Source: All tables and graphs created by Dan Laub. Image of car, PD, http://bit.ly/1J27jRx; Image of doctor, PD, http://bit.ly/1P5WBdM; Image of stethoscope, PD, http://bit.ly/1RB0TeE; Image of books, PD, http://bit.ly/1O5M3GF
[MUSIC PLAYING] Hi, Dan Laub here. And in this lesson, we're going to discuss representing how data can vary. But before we get started, let's discuss the objectives for this lesson.
The first objective is to be able to identify the symbols for sample variance and sample standard deviation. And the second objective is to know the correct formula for and be able to determine the sum of squares of samples. So let's get started.
In addition to finding the center of a data set, we may also be interested in finding a number that tells us how far the data is spread out from the mean. Similar to range in interquartile range, by measuring how spread of data is from the mean, we can determine a different measure of variability.
In the event that the variability in the data is small, then the mean will generally serve as a good estimate of a typical value in the data set. In the case that the variability in the data is large, the mean is generally not a good estimate of what a typical value in the data set is.
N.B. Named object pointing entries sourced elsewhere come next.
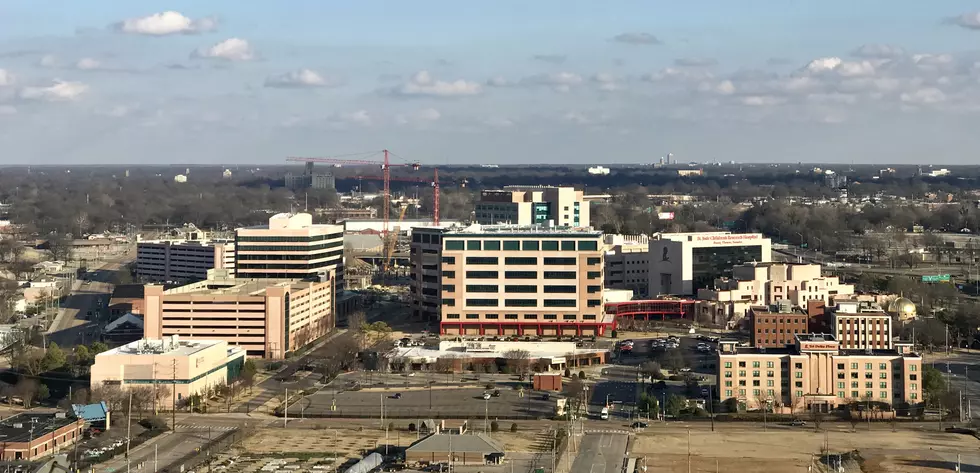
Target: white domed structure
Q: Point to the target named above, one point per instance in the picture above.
(903, 308)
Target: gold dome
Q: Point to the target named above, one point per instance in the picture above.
(903, 307)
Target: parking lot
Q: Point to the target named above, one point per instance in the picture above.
(422, 403)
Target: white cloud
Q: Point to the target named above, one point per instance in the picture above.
(926, 96)
(6, 78)
(419, 117)
(675, 74)
(557, 79)
(878, 51)
(232, 49)
(48, 60)
(428, 115)
(359, 117)
(637, 38)
(497, 122)
(303, 78)
(843, 68)
(499, 82)
(822, 64)
(88, 64)
(932, 61)
(166, 23)
(423, 84)
(60, 91)
(550, 58)
(607, 82)
(695, 62)
(761, 100)
(832, 98)
(969, 20)
(725, 87)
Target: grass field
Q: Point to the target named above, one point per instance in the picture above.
(792, 451)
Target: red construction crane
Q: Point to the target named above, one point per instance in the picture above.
(386, 166)
(417, 180)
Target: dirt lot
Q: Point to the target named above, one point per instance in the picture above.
(351, 443)
(789, 451)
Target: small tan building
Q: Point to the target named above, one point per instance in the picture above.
(184, 367)
(816, 374)
(464, 449)
(265, 317)
(31, 435)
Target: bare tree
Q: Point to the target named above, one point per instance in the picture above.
(519, 361)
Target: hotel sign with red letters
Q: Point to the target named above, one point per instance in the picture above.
(729, 239)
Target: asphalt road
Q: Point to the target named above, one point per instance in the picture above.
(601, 453)
(71, 328)
(425, 403)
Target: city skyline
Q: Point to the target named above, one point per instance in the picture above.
(505, 83)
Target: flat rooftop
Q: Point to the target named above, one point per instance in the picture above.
(18, 428)
(171, 346)
(235, 286)
(523, 230)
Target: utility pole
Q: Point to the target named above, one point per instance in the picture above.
(688, 450)
(173, 399)
(129, 429)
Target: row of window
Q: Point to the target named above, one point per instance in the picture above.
(516, 316)
(476, 302)
(522, 245)
(276, 239)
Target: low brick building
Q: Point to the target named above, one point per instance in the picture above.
(775, 326)
(31, 435)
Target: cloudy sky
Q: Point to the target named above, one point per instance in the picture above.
(507, 81)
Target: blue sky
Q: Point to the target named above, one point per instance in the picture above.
(508, 82)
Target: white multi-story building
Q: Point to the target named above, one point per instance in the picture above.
(816, 374)
(291, 246)
(683, 263)
(768, 284)
(533, 205)
(861, 325)
(182, 260)
(627, 263)
(510, 280)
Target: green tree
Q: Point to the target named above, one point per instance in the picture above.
(82, 355)
(648, 404)
(675, 404)
(54, 357)
(933, 385)
(249, 370)
(98, 347)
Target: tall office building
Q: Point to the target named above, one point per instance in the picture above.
(309, 179)
(290, 247)
(265, 317)
(510, 280)
(816, 374)
(533, 205)
(182, 260)
(682, 263)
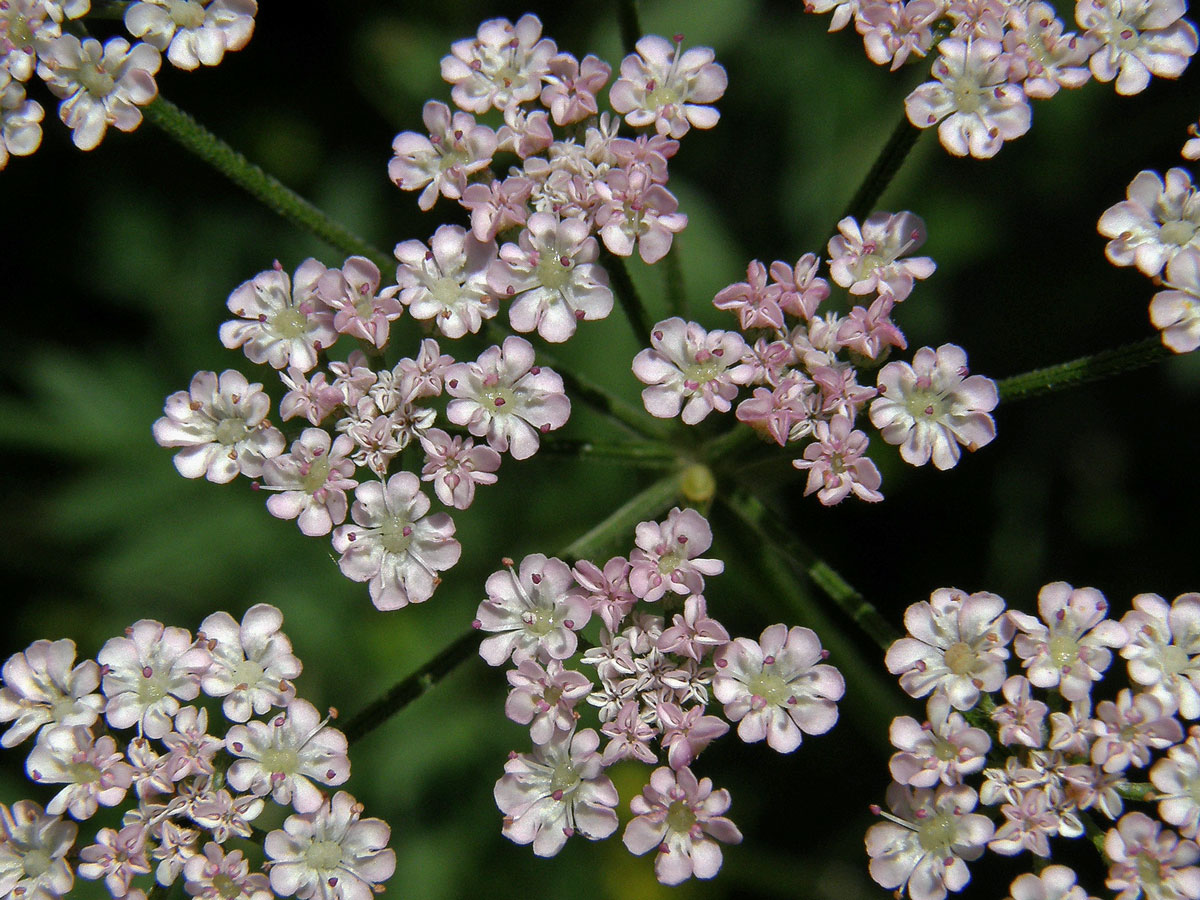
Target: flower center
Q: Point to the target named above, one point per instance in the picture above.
(679, 817)
(1063, 649)
(564, 779)
(231, 431)
(318, 474)
(771, 688)
(96, 81)
(281, 760)
(324, 856)
(555, 270)
(36, 862)
(288, 323)
(226, 886)
(937, 834)
(960, 658)
(1179, 233)
(247, 673)
(396, 534)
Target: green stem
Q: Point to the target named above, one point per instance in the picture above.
(273, 192)
(627, 295)
(887, 165)
(774, 533)
(630, 453)
(627, 21)
(677, 294)
(1081, 371)
(649, 503)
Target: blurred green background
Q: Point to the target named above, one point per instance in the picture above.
(129, 253)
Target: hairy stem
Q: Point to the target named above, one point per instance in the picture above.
(269, 190)
(1081, 371)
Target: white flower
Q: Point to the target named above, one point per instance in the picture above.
(330, 853)
(933, 406)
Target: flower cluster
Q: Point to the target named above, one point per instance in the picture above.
(1053, 766)
(563, 195)
(804, 365)
(1157, 229)
(653, 681)
(995, 57)
(123, 731)
(364, 413)
(103, 84)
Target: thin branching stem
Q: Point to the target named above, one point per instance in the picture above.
(763, 522)
(269, 190)
(1081, 371)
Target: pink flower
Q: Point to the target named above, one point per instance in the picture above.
(690, 370)
(838, 463)
(1150, 861)
(545, 697)
(571, 85)
(501, 67)
(117, 857)
(214, 875)
(448, 281)
(42, 687)
(285, 756)
(330, 852)
(667, 556)
(33, 852)
(252, 663)
(455, 466)
(1158, 220)
(1129, 729)
(394, 544)
(933, 406)
(957, 646)
(1141, 37)
(923, 846)
(669, 89)
(775, 689)
(193, 34)
(1020, 720)
(972, 99)
(633, 209)
(442, 162)
(551, 277)
(556, 791)
(311, 481)
(682, 817)
(221, 423)
(148, 672)
(867, 259)
(1176, 780)
(508, 399)
(1068, 648)
(93, 769)
(1176, 312)
(360, 310)
(281, 322)
(535, 613)
(99, 85)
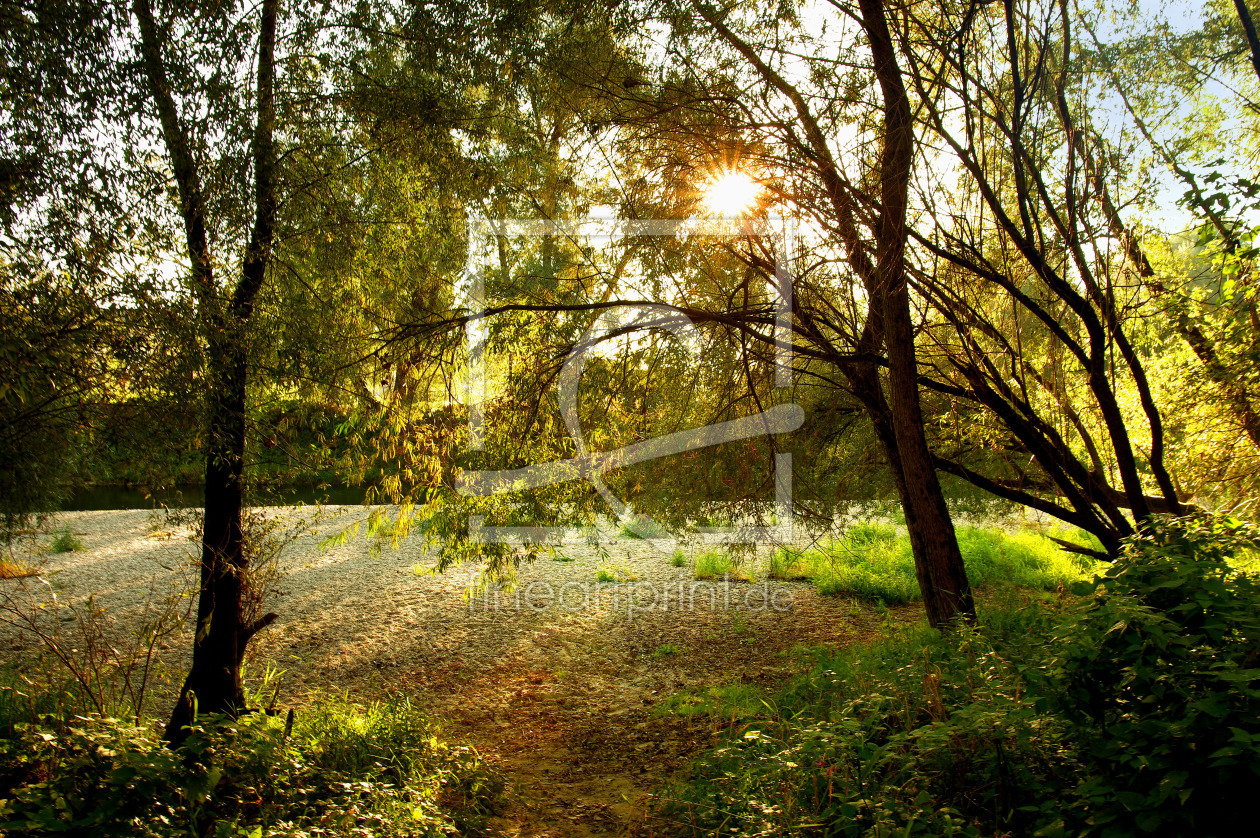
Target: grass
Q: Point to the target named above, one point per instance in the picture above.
(720, 565)
(1053, 716)
(907, 735)
(67, 542)
(727, 703)
(333, 768)
(614, 572)
(15, 568)
(873, 562)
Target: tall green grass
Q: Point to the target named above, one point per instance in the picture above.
(1132, 711)
(334, 769)
(872, 561)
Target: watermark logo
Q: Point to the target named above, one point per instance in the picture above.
(626, 319)
(631, 599)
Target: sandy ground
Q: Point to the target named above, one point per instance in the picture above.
(558, 681)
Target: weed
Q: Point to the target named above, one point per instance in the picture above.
(872, 562)
(333, 769)
(611, 571)
(726, 703)
(1133, 711)
(67, 542)
(720, 565)
(15, 568)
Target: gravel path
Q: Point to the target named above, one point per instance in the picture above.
(556, 681)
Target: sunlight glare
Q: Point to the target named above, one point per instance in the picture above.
(731, 193)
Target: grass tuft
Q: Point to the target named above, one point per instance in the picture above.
(15, 568)
(873, 562)
(67, 542)
(720, 565)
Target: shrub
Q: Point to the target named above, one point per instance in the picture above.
(15, 568)
(919, 735)
(340, 770)
(1132, 712)
(1161, 676)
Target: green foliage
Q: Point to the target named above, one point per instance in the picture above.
(1132, 712)
(15, 568)
(67, 542)
(720, 565)
(871, 561)
(916, 735)
(728, 703)
(611, 571)
(1161, 674)
(344, 770)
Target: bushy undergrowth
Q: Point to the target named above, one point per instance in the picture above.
(338, 770)
(873, 562)
(1134, 711)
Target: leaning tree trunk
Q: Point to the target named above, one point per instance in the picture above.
(213, 683)
(938, 561)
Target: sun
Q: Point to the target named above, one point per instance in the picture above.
(731, 193)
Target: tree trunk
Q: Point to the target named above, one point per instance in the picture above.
(938, 560)
(213, 684)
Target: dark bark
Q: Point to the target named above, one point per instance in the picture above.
(213, 683)
(1249, 29)
(897, 425)
(939, 563)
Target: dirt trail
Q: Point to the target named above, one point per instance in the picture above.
(562, 684)
(571, 706)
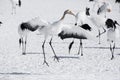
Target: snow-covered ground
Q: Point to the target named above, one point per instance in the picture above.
(94, 65)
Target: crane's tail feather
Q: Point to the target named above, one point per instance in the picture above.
(70, 46)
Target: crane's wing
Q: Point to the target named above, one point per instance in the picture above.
(71, 31)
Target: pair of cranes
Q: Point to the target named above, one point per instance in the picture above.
(64, 31)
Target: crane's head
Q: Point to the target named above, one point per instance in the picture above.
(115, 22)
(69, 12)
(0, 22)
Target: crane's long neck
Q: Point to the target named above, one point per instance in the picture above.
(62, 17)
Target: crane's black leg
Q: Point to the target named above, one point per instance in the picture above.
(55, 56)
(81, 47)
(99, 36)
(70, 46)
(113, 51)
(25, 46)
(45, 62)
(103, 31)
(20, 42)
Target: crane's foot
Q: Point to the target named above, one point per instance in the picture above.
(45, 62)
(23, 53)
(56, 58)
(81, 54)
(112, 57)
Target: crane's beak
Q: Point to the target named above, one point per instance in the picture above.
(75, 24)
(109, 10)
(0, 22)
(117, 24)
(72, 13)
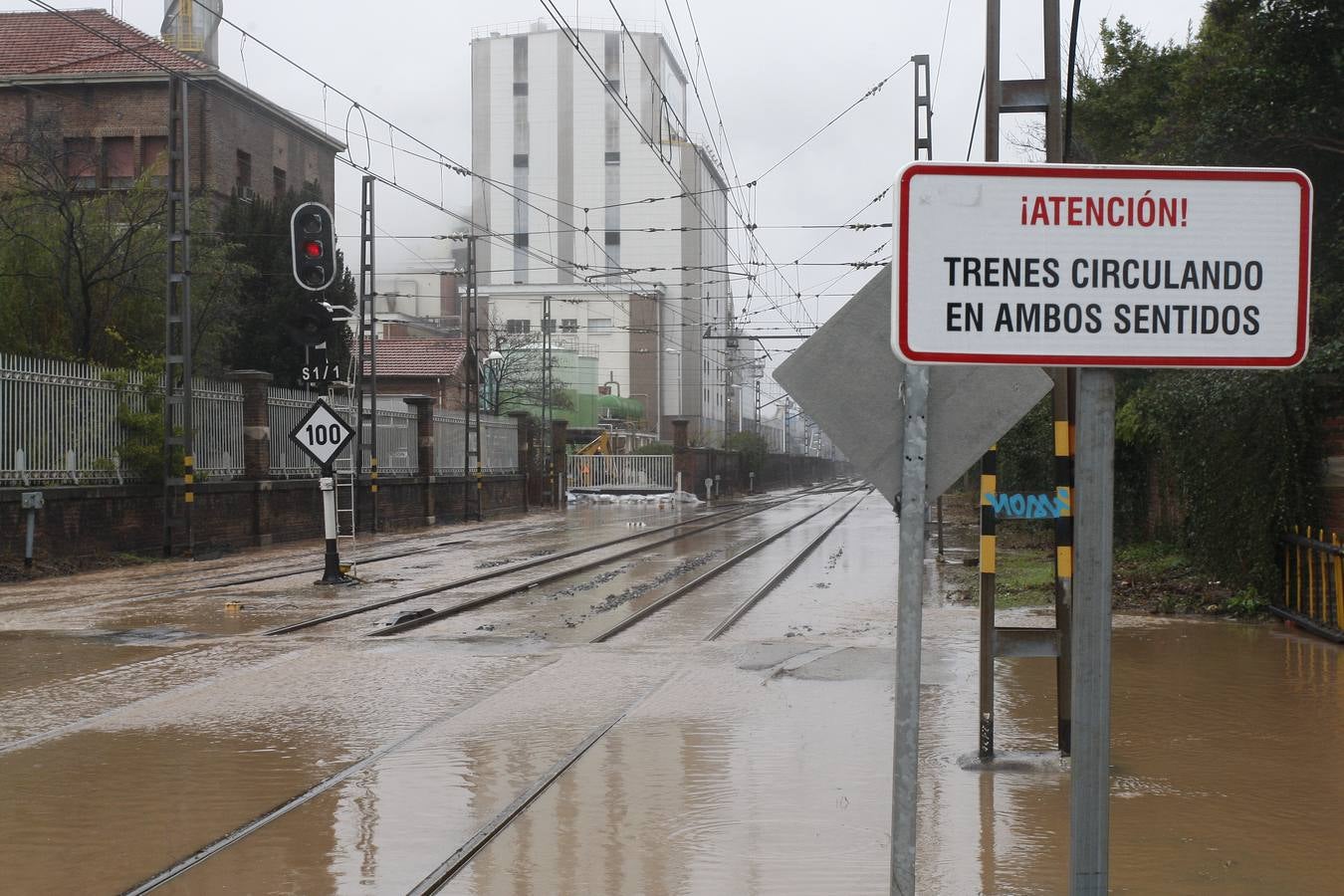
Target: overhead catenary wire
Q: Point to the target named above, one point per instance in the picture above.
(603, 289)
(682, 125)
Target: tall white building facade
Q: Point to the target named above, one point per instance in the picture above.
(566, 177)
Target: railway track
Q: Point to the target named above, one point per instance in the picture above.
(445, 871)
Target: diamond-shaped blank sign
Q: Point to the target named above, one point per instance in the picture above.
(323, 434)
(847, 379)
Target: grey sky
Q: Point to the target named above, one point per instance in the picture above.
(780, 70)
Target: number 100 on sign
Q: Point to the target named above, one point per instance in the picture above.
(322, 433)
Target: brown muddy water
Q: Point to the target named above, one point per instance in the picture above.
(760, 764)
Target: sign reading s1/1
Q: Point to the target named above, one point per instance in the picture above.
(322, 433)
(320, 372)
(1081, 266)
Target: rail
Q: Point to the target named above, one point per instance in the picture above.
(1313, 581)
(74, 423)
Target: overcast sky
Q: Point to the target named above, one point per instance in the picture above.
(779, 68)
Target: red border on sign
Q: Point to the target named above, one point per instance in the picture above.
(1251, 175)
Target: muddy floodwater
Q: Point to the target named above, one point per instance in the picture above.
(138, 733)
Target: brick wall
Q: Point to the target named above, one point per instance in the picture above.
(89, 520)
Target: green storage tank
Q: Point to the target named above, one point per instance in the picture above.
(621, 408)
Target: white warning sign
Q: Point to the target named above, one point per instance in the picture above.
(1086, 266)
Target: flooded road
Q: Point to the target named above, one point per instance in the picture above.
(757, 764)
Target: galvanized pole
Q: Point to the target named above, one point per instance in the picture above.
(905, 778)
(1089, 800)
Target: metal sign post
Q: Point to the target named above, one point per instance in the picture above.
(905, 776)
(323, 435)
(1090, 268)
(1089, 796)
Two measures of variability that can be used are what are known as variance and standard deviation. For example, let's take a look at a sample of high school grade point averages drawn from a group of recent graduates. By knowing the standard deviation for this sample, which in this case is 0.26, and the sample mean, 2.9 for this specific sample, we can get a good sense for how the data is distributed.
By knowing the variability of a data set in terms of variance and standard deviation, we are generally able to determine what percentage of data falls within a certain range of values. We are better able to draw conclusions about our data when we have such information at our disposal.
If you recall what a normal distribution is, you can see in the graph shown here how the standard deviation illustrates the variability in the data set.
Looking at the example of the miles per gallons of new cars, we can see that the standard deviation provides us with an indication of how close the data is distributed to the mean. In a case like this, we could encounter a situation where the data has a large standard deviation if we were to include large vehicles and trucks in our data set.
On the other hand, if our data only consisted of small sedans, the standard deviation would likely be quite small. With a large standard deviation, the data will be spread out relatively far, whereas with a small standard deviation, the data would be much closer to the mean. Much like standard deviation, variance also helps determine how spread out data is from the mean.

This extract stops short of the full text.